Revue Thommen, a Switzerland-based manufacturer of aircraft instruments, air-data systems and components, is at Booth No. 1434 with a redesign of a helicopter searchlight system made by Russia's Transas. The new searchlight fills “a niche where current product offerings fail to meet the needs of the market,” said Thommen’s Rudolf Iten. The redesigned Thommen TSL 1600 searchlight will be certified under EASA and FAA standards.
Iten said a cadre of European engineers, including numerous Russian expatriates, have replaced the electronics and mechanical interfaces in the original searchlight with state-of-the-art hardware to produce a more compact, robust and reliable assembly.
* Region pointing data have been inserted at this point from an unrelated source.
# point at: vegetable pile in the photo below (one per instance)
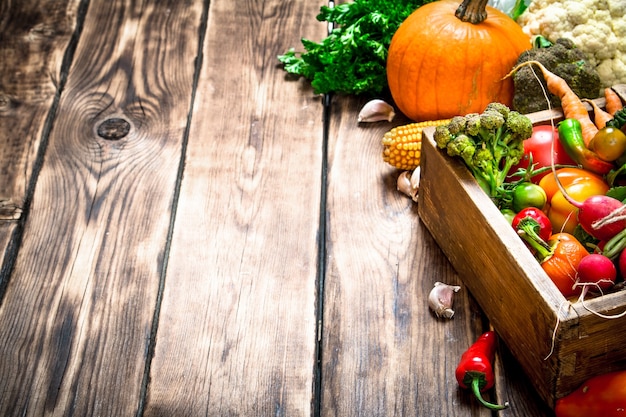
(490, 143)
(597, 27)
(352, 58)
(562, 58)
(569, 208)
Design, certification and production authority is all being done at Thommen's facility in Switzerland. The searchlight itself produces the same illumination level. “We have eliminated all the Russian content and replaced it with European and American components,” he explained, adding that the design also greatly reduces the assembly’s thermal signature, a feature Iten said will be appreciated by military operators.
The TSL 1600 searchlight features a streamlined casing with power management and control components integrated within the unit to eliminate aerodynamic issues and the need for remote junction boxes and cabling. The system is designed to slave automatically to infrared cameras and similar forward-looking sensors, and it also can be integrated with digital mapping or tracking systems using a built-in RS-422 interface, according to the company. The final version of the TSL 1600 will ship with an EASA Form 1 certificate of airworthiness, which is similar to the FAA Form 8130.